For Walgenbach, 43, the balancing act will only get tougher. On Feb. 6, he was named chief operating officer--Bertelsmann's first ever. On paper, his brief is simple: cut costs, boost profitability, and prepare the company for a possible initial public offering in 2005. But in practice, it's a monumental task.
While Bertelsmann reported profit of $844 million on sales of $17.4 billion in its last fiscal year, a closer look reveals big problems at the operating level. Ads are down sharply, which is battering the TV and magazine units. The music division is struggling to rein in costs and return to profit. Strip out the $3 billion from sales of assets--mainly Bertelsmann's stake in AOL Europe--and the bottom line last year was negative. To get back in the black, Walgenbach must cast a ruthless eye on poorly performing units such as the book and music clubs. What can't be fixed will be sold or closed, say insiders.
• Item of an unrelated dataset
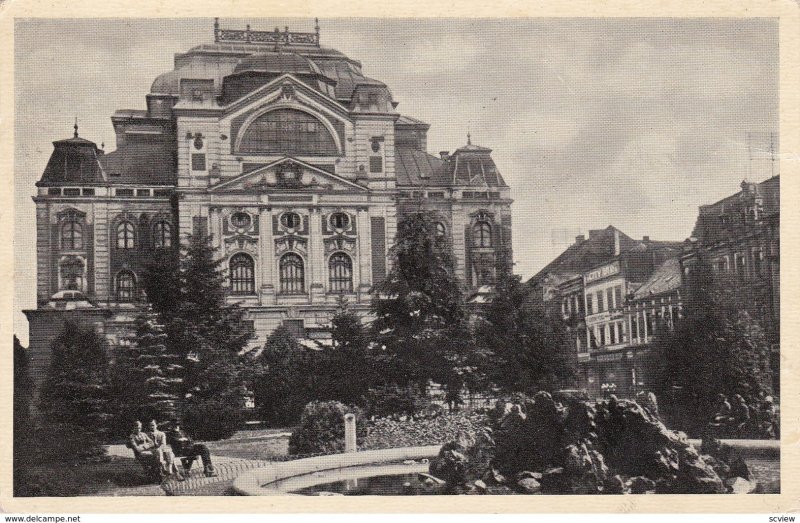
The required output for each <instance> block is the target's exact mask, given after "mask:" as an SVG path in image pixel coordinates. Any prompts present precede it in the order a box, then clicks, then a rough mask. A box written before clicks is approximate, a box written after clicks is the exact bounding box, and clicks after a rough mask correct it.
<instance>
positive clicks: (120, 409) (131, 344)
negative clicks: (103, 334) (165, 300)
mask: <svg viewBox="0 0 800 523" xmlns="http://www.w3.org/2000/svg"><path fill="white" fill-rule="evenodd" d="M185 370H186V359H185V357H183V356H181V355H179V354H178V353H177V352H176V351H174V350H171V345H170V344H169V342H168V339H167V334H166V332H165V331H164V327H163V326H162V325H161V324H160V323H159V322H158V318H157V315H156V314H155V312H154V311H153V310H152V309H148V310H145V311H143V312H142V313H141V314H140V315H139V317H138V318H137V319H136V334H135V336H133V338H132V343H131V346H130V347H129V348H125V349H122V350H121V351H120V354H119V356H118V358H117V361H116V364H115V365H114V367H113V369H112V373H111V374H112V384H113V387H112V389H113V391H114V399H115V409H114V410H115V412H116V413H117V423H115V432H116V433H117V434H119V435H124V434H126V432H125V431H127V430H128V429H129V428H130V425H131V421H132V420H143V421H146V420H151V419H156V420H165V419H170V418H172V417H175V416H177V415H178V413H179V412H182V411H183V410H184V409H183V404H182V402H183V400H184V397H185V394H186V390H185V385H184V379H183V376H184V373H185Z"/></svg>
Walgenbach's appointment amounts to an admission by Bertelsmann's overburdened CEO, Thomas Middelhoff, that he needs help to make a turnaround happen. The newly created post of COO is touchy, though. Bertelsmann unit chiefs are used to doing as they please, a system that promotes entrepreneurship but makes it tough to control costs and sometimes leads to an embarrassing lack of cooperation. One notorious example: RTL Group staged a nationwide search for talented young singers. The winners were No Angels, a pop quintet whose debut album topped the German charts last year. Great--except that Universal Music Group, not BMG, put out the record.
Insiders joke that Walgenbach is in charge of "merging" Bertelsmann into one company. To get the separate fiefdoms to work together, this PhD in plant genetics will have to demonstrate his mastery of company culture. "If there is someone who can deal with this situation, it's him," says Antonella Mei-Pochtler, a senior vice-president at Boston Consulting Group in Munich who has known Walgenbach since the late 1980s, when he worked at BCG. One clue to how well he is doing will come during the upcoming 25th anniversary of Elvis Presley's death: Since BMG owns the Presley music catalog, it's a golden opportunity for Bertelsmann's book, magazine, TV, and recording units to coordinate a special media blitz.
It helps that Walgenbach faced similar challenges in a prior incarnation as COO of Bertelsmann's most profitable unit, Luxembourg's RTL Group. Former co-workers say he is confrontational when he needs to be, yet adept at finding face-saving solutions to turf battles. Even former rivals praise him. "I can only say good things about him," says Gottfried Zmeck, former chief of Kirch's digital pay-TV operation.
One issue is where Walgenbach will find time for his new duties. His workday starts at 8 a.m. and often ends at around 11 p.m., according to sources at the company. He still manages to run 25 miles a week, occasionally take a spin on his bicycle, and, of course, spend time with his two sons, now 7 and 10. But the Bertelsmann family may get most of his attention for now.